The family name of Iinuma belonged to a wealthy farmer and local leader of his time. During their three-hundred-year history on this site, the Iinuma family engaged in a wide variety of business; from forestry to tea, to the silkworm industry, and also the financial sector. With their property located in the Sakura Domain, in the Genroku era (1688-1704), the Iinuma family received permission from the Edo Shogunate to brew sake to be dedicated to shrines and temples, and they began to produce sake. During the transition period from Edo to Meiji, the government granted brewing licenses to influential people in the local area. This marked the beginning of the family’s commercial brewery. The township of Shisui is blessed with abundant sources of premium water. The Chinese characters of the town’s name are “sake, sake, (water) well”; based on a myth that a “well of sake” was found in this region.
Beyond the simple acts of buying and drinking sake, Iinuma Honke offers a chance to learn about the alcoholic beverage through first-hand experience. This is the raison d’être of their guest center; they want visitors to gain knowledge of sake culture. Visitors who partake in the brewery tour – limited to ten people at a time – can meet sake craftsmen demonstrating their time-honored process. At the end of the tour, you may sample three different kinds of sake. Kinoene Masamune Daiginjo possesses a delicate and elegant fragrance befitting this brewery’s history, and the taste – as one would expect – is refined and satisfying.

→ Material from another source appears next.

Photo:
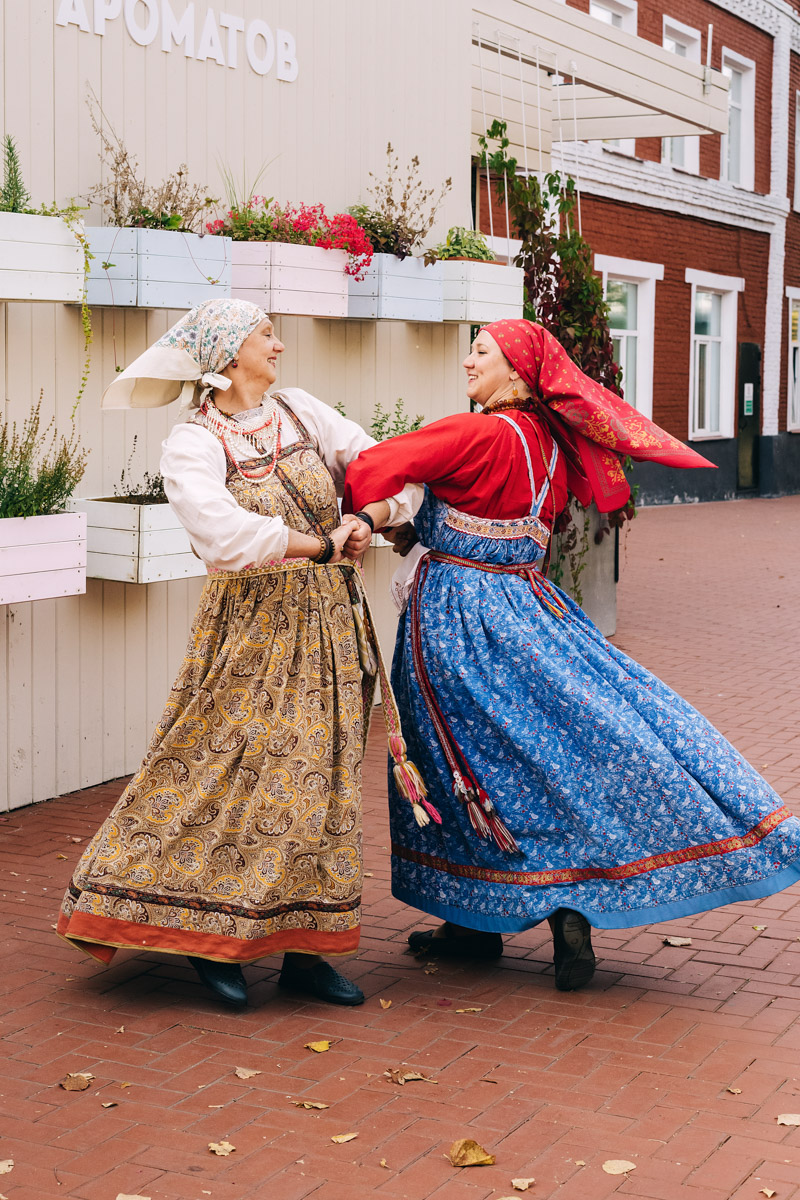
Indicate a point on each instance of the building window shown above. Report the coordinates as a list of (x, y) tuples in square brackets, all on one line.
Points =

In March of every year, Iinuma Honke also hosts a “Make Sake Project” in which they create original sake through a brewing experience with their customers; “Sake Nouveau: Dawn of Shisui” – in which they deliver the first pressed sake on the same day – and another product which is dubbed “Kinone Apple”. For those unable to participate, they also prepare informational handouts.
Kazuyoshi Iinuma, the Senior Managing Director confessed that his journey with this company has been invigorating. He’d also like foreign tourists to enjoy the intricate ambiance established over hundreds of years. “We make efforts to try to pass on our history and information regarding our historical figures,” he said. To make the grounds even more welcoming, they are currently developing an Edo-period building into a brand-new restaurant.
The current Sakagura Café, accessible from the entrance of the main building, offers various meals, prepared (where possible) with local ingredients. The reason the brewery started a café, was that one of their staff (Mr. Kawaguchi) produced a curry with sake dregs. Being that everyone praised it, they wanted to offer it to their guests.
The curry looked delicious, and the quiche was satisfying; accompanied by a side salad, and my choice of beverage. More than the food however, the ambience is what stuns. The main floor’s decor reflects a classic Japanesque aesthetic conserved from centuries past, and the second floor dazzles like an Edo-period attic; complete with antique-looking fauteuils and vintage wooden-slat flooring. As you dine, tables nearby display crafts from the local people, many consisting of paper crafts of incredible intricacy.
A swift twenty-minute drive from Narita Airport (Japan’s gateway to the skies) or a slightly longer one-hour jaunt via train and a short walk, Iinuma Honke presents itself as a premium tourist destination, for all of those who love Japanese culture.